You might be thinking, “Hey, I don’t know what you heard at that girl’s school you went to, but in ‘Merica, we have a first amendment right to express ourselves, so STFU.” Yes, Sunshine, you do have a constitutionally-mandated right to destroy your career…but don’t you deserve more? Your misery will do just fine without you pampering it.

I’m thinking about the people who may be acting badly without fully understanding what they’re doing. I’m thinking about people who got dumped, or fired; people who followed all the rules and did what they thought was right and now feel used and empty and alone; people who think they have nothing to show for all those (lost) years of working so hard. These people with broken hearts, and devastated self-esteem are saying, “Fuck it,” as they self-sabotage on a go-big-or-go-home scale. I understand that many people, left with the remains of a career foisted on them, may be experiencing a “minor” nervous breakdown, and are unable to grasp that not only are they ruining their current career/chances, but they are quite possibly sealing off potential future escape hatches.

How do you think I know about this? Because law school was three years of pure joy? Because I love being Sallie Mae’s bitch? Because I was totally thrilled to waste 5 years on a dead-and-buried relationship, that ended with a broken engagement, and me being morbidly obese, morbidly broke, and morbidly depressed? You think I don’t have up close and personal experience with bad behavior on larger-than-life scale? I get it. But I also know there’s a time and a place to discuss all of this. Tt’s not on social media, and the only people who deserve to know all the sordid details are the people who are directly, intricately involved.

It’s also important to realize that there is a huge generation gap at work in the professional world, and resentment on both sides as 20-somethings believe that their rapidly shrinking future prospects have been destroyed under debt they were encouraged to take on by older people (i.e. parents/society), while older people, having lost their savings and/or their homes, feel that society negates their experience and worth, meanwhile they can’t afford to retire and kids are taking their jobs. Add to that, many millennials think they should be able to post/say anything as the spirit moves them. However generally the people doing the hiring are in their 40s and 50s, and they see things a bit differently. And what do we do with people behaving in a way we don’t agree with? We punish them. Which means your social media footprint can kill your current and future employment options.

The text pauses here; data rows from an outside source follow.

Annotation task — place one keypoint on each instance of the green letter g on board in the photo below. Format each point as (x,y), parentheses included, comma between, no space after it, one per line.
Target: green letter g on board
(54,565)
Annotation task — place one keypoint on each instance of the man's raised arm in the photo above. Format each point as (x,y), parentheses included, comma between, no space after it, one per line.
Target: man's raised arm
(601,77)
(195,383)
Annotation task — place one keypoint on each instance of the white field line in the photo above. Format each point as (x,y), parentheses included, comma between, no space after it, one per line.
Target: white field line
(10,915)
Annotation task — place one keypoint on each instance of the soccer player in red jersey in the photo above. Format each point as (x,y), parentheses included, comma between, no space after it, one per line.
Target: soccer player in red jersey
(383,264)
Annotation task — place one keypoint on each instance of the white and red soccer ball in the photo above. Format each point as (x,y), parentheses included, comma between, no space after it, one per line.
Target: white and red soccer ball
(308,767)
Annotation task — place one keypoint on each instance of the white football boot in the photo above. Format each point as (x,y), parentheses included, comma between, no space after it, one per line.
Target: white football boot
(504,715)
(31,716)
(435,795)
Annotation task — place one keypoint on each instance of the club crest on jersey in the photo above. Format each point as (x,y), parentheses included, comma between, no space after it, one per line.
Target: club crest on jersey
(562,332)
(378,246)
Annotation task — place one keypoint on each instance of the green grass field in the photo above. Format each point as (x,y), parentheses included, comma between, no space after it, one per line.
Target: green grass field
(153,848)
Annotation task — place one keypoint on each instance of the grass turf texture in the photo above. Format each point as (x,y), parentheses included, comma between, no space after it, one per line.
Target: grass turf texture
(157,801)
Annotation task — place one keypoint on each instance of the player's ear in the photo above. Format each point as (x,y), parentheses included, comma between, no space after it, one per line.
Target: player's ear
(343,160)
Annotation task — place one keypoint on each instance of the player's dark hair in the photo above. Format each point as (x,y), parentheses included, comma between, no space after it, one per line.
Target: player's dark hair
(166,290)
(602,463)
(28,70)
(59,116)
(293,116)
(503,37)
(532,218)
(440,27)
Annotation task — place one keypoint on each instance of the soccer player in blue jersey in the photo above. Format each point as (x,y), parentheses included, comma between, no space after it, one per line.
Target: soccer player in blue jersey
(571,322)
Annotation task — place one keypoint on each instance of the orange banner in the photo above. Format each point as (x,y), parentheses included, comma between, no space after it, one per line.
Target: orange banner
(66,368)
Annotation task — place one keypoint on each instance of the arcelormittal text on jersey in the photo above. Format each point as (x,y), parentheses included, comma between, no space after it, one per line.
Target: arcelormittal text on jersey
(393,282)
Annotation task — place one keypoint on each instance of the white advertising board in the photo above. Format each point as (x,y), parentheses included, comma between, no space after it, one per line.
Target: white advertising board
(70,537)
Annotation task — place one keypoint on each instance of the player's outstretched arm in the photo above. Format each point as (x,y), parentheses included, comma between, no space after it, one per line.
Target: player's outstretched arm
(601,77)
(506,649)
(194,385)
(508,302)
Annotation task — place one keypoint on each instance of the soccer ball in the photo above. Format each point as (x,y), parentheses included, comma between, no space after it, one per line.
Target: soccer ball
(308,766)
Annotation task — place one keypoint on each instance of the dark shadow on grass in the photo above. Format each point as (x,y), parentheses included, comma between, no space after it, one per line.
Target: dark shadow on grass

If you’re in pain because you were fired, you were dumped, you were rejected, and you broadcast that on Twitter, for example…realize that you’re letting all the people who told you that you’re nothing win. Your heart is broken, but you don’t have to prove those people right. Keep a diary. Scream and cry in the privacy of your room. Go drinking with your friends, and leave your phones home. Stop punishing yourself for being human, for having a heart that will break, for not trusting your gut, for loving the wrong person. Stop, finally, punishing yourself for being a fat kid, for not speaking good English, for being too brown, for being lonely.

Love yourself enough to forgive yourself. And then grit your teeth, pick yourself up, and despite your wounded, battered heart, leaking blood and bile, choose to create, out of the ashes of your fragile life, a new one, a life that one day will surprise you, sometimes, when you’re on the subway, or doing the dishes, or curled up with a lover who gets you…a life that will surprise you with incandescent moments of pure joy. (I promise.)

But please, stop broadcasting the journey on social media. It’ll only derail you in the long run.